My first goal is to be able to dispatch a middle button click event if there are two fingers on the device when you click. Obviously there is far, far more that could be done, but this seems like a good thing to shoot for, for now.
Thanks in advance!
-Sastira
How does what is happening in MultitouchSupport.framework differ between the Magic Mouse and a glass trackpad? If it is based on IOKit device properties, I suspect you will need a KEXT that emulates a trackpad but actually communicates with the mouse. Apple have some documentation on Darwin kernel programming and kernel extensions specifically:
About Kernel Extensions
Introduction to I/O Kit Device Driver Design Guidelines
Kernel Programming Guide
(Personally, I'd love something that enabled pinch magnification and more swipe/button gestures; as it is, the Magic Mouse is a functional downgrade from the Mighty Mouse's four buttons and [albeit ever-clogging] 2D scroll wheel. Update: last year I wrote Sesamouse to do just that, and it does NOT need a kext (just a week or two staring at hex dumps :-) See my other answer for the deets and source code.)
Sorry I forgot to update this answer, but I ended up figuring out how to inject multitouch and gesture events into the system from userland via Quartz Event Services. I'm not sure how well it survived the Lion update, but you can check out the underlying source code at https://github.com/calftrail/Touch
It requires two hacks: using the private Multitouch framework to get the device input, and injecting undocumented CGEvent structures into Quartz Event Services. It was incredibly fun to figure out how to pull it off, but these days I recommend just buying a Magic Trackpad :-P
I've implemented a proof-of-concept of userspace customizable multi-touch events wrapper.

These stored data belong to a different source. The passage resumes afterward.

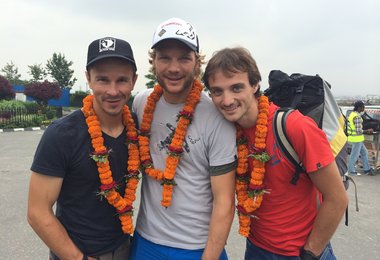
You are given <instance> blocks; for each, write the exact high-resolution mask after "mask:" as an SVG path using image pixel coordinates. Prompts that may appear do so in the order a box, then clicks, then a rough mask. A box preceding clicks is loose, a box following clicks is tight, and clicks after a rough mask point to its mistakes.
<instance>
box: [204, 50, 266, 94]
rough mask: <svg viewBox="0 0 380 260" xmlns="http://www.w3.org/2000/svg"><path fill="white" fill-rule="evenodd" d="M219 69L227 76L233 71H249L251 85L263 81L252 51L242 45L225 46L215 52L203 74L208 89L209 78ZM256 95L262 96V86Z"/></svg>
mask: <svg viewBox="0 0 380 260" xmlns="http://www.w3.org/2000/svg"><path fill="white" fill-rule="evenodd" d="M217 71H221V72H222V73H224V74H225V75H227V76H228V75H231V74H233V73H238V72H247V73H248V80H249V84H250V85H251V86H253V85H256V84H258V83H259V82H260V81H261V75H260V71H259V69H258V67H257V64H256V61H255V60H254V59H253V57H252V55H251V53H250V52H249V51H248V50H247V49H245V48H242V47H235V48H224V49H222V50H220V51H217V52H215V53H214V54H213V56H212V58H211V59H210V61H209V62H208V64H207V66H206V70H205V73H204V75H203V82H204V84H205V86H206V87H207V88H208V89H209V79H210V77H211V76H212V75H214V74H215V73H216V72H217ZM255 96H260V86H259V88H258V90H257V91H256V93H255Z"/></svg>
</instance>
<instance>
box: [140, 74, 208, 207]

You can read about it here: http://aladino.dmi.unict.it/?a=multitouch (see in WaybackMachine)
--
all the best
If you get to that point, you may want to consider the middle click being three fingers on the mouse instead of two. I've thought about this middle click issue with the magic mouse and I notice that I often leave my 2nd finger on the mouse even though I am only pressing for a left click. So a "2 finger" click might be mistaken for a single left click, and it would also require the user more effort in always having to keep the 2nd finger off the mouse. Therefor if it's possible to detect, three fingers would cause less confusion and headaches. I wonder where the first "middle button click" solution will come from, as I am anxious for my middle click Expose feature to return :) Best of luck.